Kendisi gibi dünyanın varoluşundan beri ve şimdi kaç kişi böyle düşünmüştür ve de düşünüyordur, kim bilir. İç çekerek yeniden gerçek dünyaya geri dönüyor. Bunaltıcı hava kendini iyice hissettirirken o yeni yüzleri ve yeni yaşamları çemberine alıyor. Evet, çok değişik daha önce hiç görmediği türden bir karakter yanı başında arkadaşıyla sohbet ederek sanki çok büyük parkın en güzel yerinde yürür gibi trafiğe ve kalabalığa aldırış bile etmiyor. Hafif toplu, yuvarlak ve güleç yüzlü. Her daim neşeli ve rahat görüntüsü özendirecek türden. Melis, onun rahat ve etrafına fazla aldırmayan türden birisi olduğunu hemen görüyor. Keşke kendisi de öyle olabilse. Takıntılarını, düşüncelerini, empatisini bir kenara bıraksa ve hayatı hep aldırmadan yaşasa.

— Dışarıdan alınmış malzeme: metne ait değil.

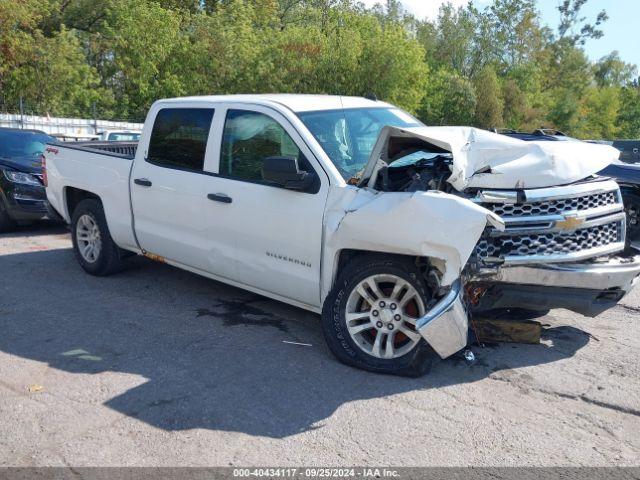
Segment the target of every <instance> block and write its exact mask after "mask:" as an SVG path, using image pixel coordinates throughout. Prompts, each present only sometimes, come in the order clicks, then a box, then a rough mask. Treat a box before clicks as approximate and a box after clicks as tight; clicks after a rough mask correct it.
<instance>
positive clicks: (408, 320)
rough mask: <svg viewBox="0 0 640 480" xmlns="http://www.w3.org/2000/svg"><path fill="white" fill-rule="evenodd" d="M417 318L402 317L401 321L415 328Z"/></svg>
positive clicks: (405, 316)
mask: <svg viewBox="0 0 640 480" xmlns="http://www.w3.org/2000/svg"><path fill="white" fill-rule="evenodd" d="M417 320H418V319H417V318H413V317H409V316H408V315H402V321H403V322H404V323H408V324H409V325H413V326H414V327H415V325H416V321H417Z"/></svg>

Bu yeni kişilik onu tekrar düşüncelere geri döndürüyor. Başkalarında gördüklerini bir insan davranışı olarak önce kendinde arıyor. Kendinin nasıl bir karakteri vardı acaba? Dışarıdan bakana nasıl görünürdü? Uzunca bir duraksamadan sonra bu konuda hiçbir fikri olmadığını fark etti. Genelde içine kapanık, düşünceli ve hassas bir yapısı vardı. Ama kendisinin yaptığı gibi yüzünden bunu okuyanlar oluyor muydu? Başkaları düşüncelerini ve karakterini kestirebiliyor muydu? Onun kadar bu konuda maharetlisi bulunur muydu?..

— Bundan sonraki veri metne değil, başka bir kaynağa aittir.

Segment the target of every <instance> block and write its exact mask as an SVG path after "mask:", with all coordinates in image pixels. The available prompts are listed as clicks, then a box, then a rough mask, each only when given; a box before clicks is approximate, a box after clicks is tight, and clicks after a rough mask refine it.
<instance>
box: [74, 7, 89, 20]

“Keşke birisi de onun karakterini okumaya çalışsaydı ne söylerdi acaba?” Bu düşünceler içinde koştura koştura eve dönüyor. Terden ve sıcak havadan derbeder bir halde ilk iş aynada kendine bakıyor. Acaba yüzünde ne görecekti, gözleri ne anlatacaktı? Binlerce insan, binlerce farklı yüz gelse okurdu ama kendi yüzüyle ilgili bir fikri olmadığını üzülerek fark etti. Terzinin kendi söküğünü dikememesi, mumun kendi dibine ışık vermemesi gibi o da kendi yüzünü okuyamıyordu. Bunu neden daha önce düşünmemişti. Ama ne güzeldir ki kendini tanıyordu, kendi yüzünü okuyamasa da düşünceleri vardı. Ama neden aynada göremiyordu? Şaşırmıştı bunu ilk keşfedişiydi.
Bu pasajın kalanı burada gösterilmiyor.